L’ancien président Sarkozy est le représentant d’une droite qu’on pourrait appeler « sudiste » : bonapartiste, probusiness, identitaire, critique de l’immigration et de l’islam, capable d’outrances électoralistes pour rallier les électeurs passés au Front national. Enfin, François Fillon incarne la droite conservatrice de province. Antiaméricain, prorusse, défenseur des chrétiens d’Orient, l’ex-premier ministre surfe sur le catholicisme politique qui semble se constituer en France depuis la contestation du mariage pour tous et propose un programme économique radical.

Si c’est sur l’identité et le vivre-ensemble que les candidats s’opposent le plus, au point de créer des droites irréconciliables, leurs programmes économiques divergent aussi, et plus qu’il n’y paraît. François Fillon a donné le la, présentant un programme de réformes néolibérales digne des années 1980. Tous l’ont suivi, mais à des degrés divers : la France doit accomplir les réformes que ses partenaires ont déjà faites, réduire le coût de l’Etat-providence dans un pays qui détient le record des dépenses publiques (57 % du PIB).

Vents contraires

En réalité, dans un monde complexe, les trois candidats ont des recettes différentes. Fillon prône effectivement une révolution néolibérale et veut équilibrer les finances d’un Etat qu’il disait, dès 2007, en faillite. Juppé est partisan d’une réforme ferme mais moins brutale, tandis que Nicolas Sarkozy insiste sur la baisse des impôts pour relancer l’économie, plus que sur l’assainissement des finances publiques.

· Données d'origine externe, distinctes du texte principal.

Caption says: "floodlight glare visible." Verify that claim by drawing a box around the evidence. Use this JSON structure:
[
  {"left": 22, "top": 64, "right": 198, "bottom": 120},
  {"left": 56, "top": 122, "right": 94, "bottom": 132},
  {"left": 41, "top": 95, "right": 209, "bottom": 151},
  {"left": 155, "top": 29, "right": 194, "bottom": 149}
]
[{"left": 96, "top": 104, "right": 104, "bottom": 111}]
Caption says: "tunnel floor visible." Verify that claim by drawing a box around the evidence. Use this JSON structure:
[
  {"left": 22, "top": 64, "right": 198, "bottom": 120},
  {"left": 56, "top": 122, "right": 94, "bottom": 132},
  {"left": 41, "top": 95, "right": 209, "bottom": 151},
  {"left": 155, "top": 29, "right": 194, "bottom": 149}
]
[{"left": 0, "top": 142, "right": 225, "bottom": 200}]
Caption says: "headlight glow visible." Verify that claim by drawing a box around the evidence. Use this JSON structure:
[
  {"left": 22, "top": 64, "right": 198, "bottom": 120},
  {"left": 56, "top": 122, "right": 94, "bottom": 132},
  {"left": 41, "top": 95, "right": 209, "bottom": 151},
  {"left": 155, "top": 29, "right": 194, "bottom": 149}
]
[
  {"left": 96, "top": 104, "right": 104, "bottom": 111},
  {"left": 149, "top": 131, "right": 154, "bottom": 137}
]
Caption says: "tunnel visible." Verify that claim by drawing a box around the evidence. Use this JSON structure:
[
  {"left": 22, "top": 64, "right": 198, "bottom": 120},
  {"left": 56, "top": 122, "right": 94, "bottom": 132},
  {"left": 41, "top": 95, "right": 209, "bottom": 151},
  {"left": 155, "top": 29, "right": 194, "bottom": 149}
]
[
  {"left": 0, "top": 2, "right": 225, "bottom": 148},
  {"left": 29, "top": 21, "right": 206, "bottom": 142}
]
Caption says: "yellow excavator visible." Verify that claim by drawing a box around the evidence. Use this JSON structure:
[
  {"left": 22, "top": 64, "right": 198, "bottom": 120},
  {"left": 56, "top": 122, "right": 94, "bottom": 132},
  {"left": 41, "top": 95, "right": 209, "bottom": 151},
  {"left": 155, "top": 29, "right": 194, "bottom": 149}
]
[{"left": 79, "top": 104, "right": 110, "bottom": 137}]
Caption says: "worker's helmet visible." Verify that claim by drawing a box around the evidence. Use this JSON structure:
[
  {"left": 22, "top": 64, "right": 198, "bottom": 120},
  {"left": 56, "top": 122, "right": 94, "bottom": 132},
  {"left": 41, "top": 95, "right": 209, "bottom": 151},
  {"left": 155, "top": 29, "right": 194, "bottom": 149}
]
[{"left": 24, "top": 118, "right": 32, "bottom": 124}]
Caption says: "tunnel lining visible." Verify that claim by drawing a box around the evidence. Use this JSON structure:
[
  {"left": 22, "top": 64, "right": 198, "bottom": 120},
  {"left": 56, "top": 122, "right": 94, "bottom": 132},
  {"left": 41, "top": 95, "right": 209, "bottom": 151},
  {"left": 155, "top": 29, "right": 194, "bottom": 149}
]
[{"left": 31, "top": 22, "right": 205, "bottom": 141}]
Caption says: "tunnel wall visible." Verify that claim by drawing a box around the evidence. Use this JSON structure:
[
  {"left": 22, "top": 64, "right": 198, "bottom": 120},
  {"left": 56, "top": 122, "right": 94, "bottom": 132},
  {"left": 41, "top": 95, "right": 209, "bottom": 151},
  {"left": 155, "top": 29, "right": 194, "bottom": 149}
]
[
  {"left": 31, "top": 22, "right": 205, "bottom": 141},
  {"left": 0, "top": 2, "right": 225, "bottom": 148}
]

Dans le classement des héritages, on pourrait dire que Fillon est thatchérien (retrait de l’Etat) et Sarkozy plutôt reaganien (envolée des déficits).

En 2017, le président élu affrontera des vents contraires : il se trouvera dans une période de relance budgétaire mondiale – l’arme monétaire fonctionne moins et Trump entend lancer un plan d’investissements majeur – propice à lâcher la bride. Mais il faudra rassurer Berlin, qui n’acceptera pas l’intégration nécessaire au sauvetage de l’euro si Paris n’assainit pas ses finances publiques.

L’objectif proclamé des candidats est de redresser la France économiquement pour qu’elle puisse se réaffirmer en Europe face à l’Allemagne et relancer le destin européen. En période de Brexit et d’isolationnisme américain, une tentation protectionniste et un cavalier seul néogaulliste, parfois esquissés à demi-mot dans les débats de la primaire, seraient voués à l’échec.